Unfortunately, many people with a prescription drug addiction continue to feed the addiction by convincing their doctors that they still need the drug for whatever it was prescribed for. For people who can no longer get the drug from one doctor, they often go to a second doctor or a third to start getting the prescription again, without informing their regular doctor. Some people even resort to purchasing the drugs illegally because they’re addicted to them.
Prescription drug addiction is a real addiction that requires real treatment, just as addiction to illegal drugs and alcohol require treatment. People who are addicted to prescription drugs will go through a similar detox program as people with other addictions do. When they stop using the drug they‘ll feel a variety of physical symptoms known as withdrawal. This period is usually the most difficult part of overcoming a prescription drug addiction, and it’s best to do so as a patient in a drug treatment facility.
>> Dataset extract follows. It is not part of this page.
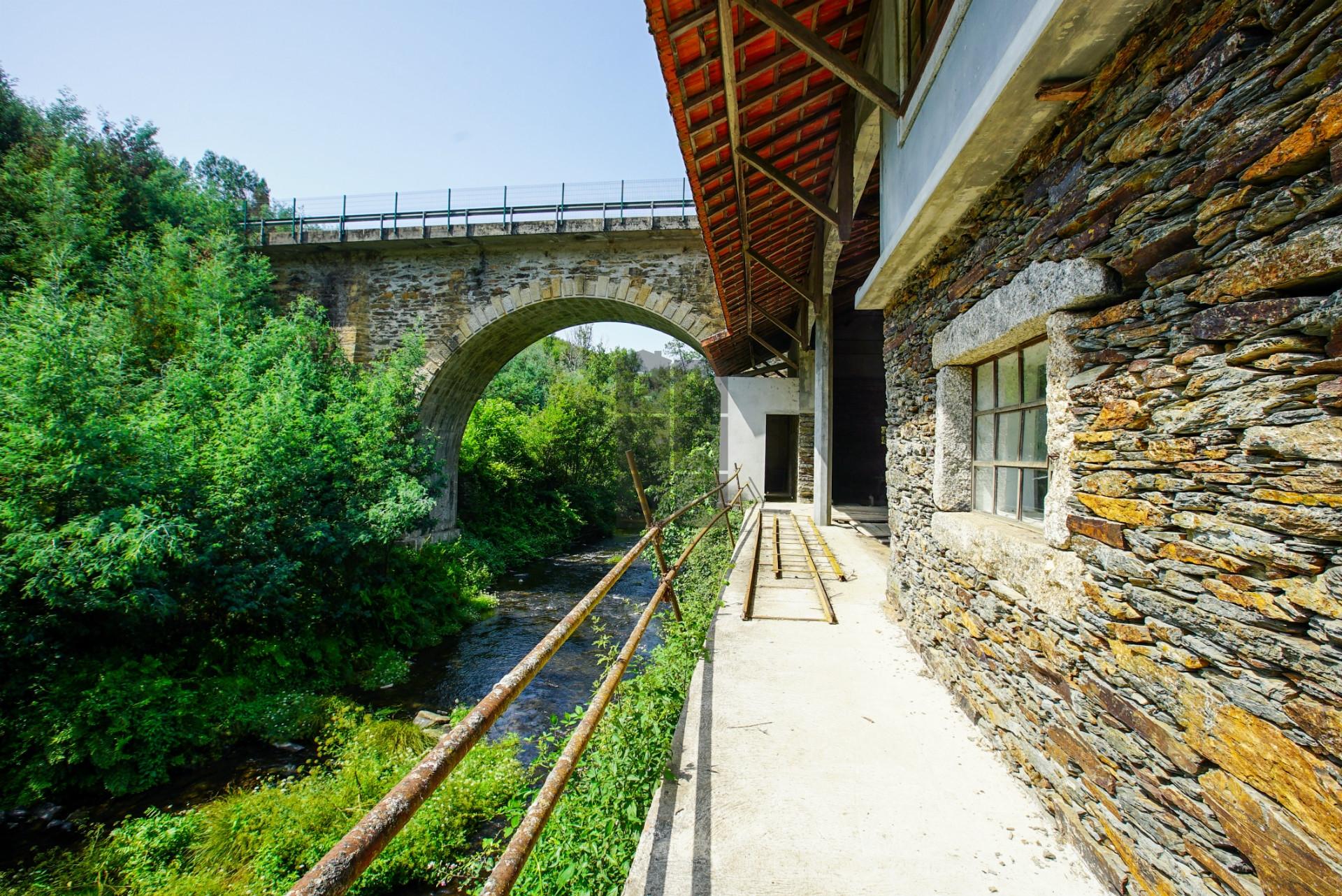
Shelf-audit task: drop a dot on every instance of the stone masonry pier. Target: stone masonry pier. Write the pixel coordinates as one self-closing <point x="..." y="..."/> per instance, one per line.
<point x="482" y="293"/>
You should be enrolled in a special program especially for people who have a prescription drug addiction, because the dynamics can be quite different from those who are addicted to alcohol or illegal drugs. Very often there’s a heavy feeling of victimization, because unlike the illegal drug user, the prescription drug addict wasn’t doing anything wrong that resulted in the addiction.
While all addictions will have similar traits, a prescription drug addiction can be different because the person was trying to help themselves with the prescription medication when they became addicted. It can often be quite a surprise to realize you’ve become dependent on the medication. If you suspect you have a prescription drug addiction, you should first speak to the doctor who has been prescribing the drugs, and then consider an inpatient stay in a drug treatment facility.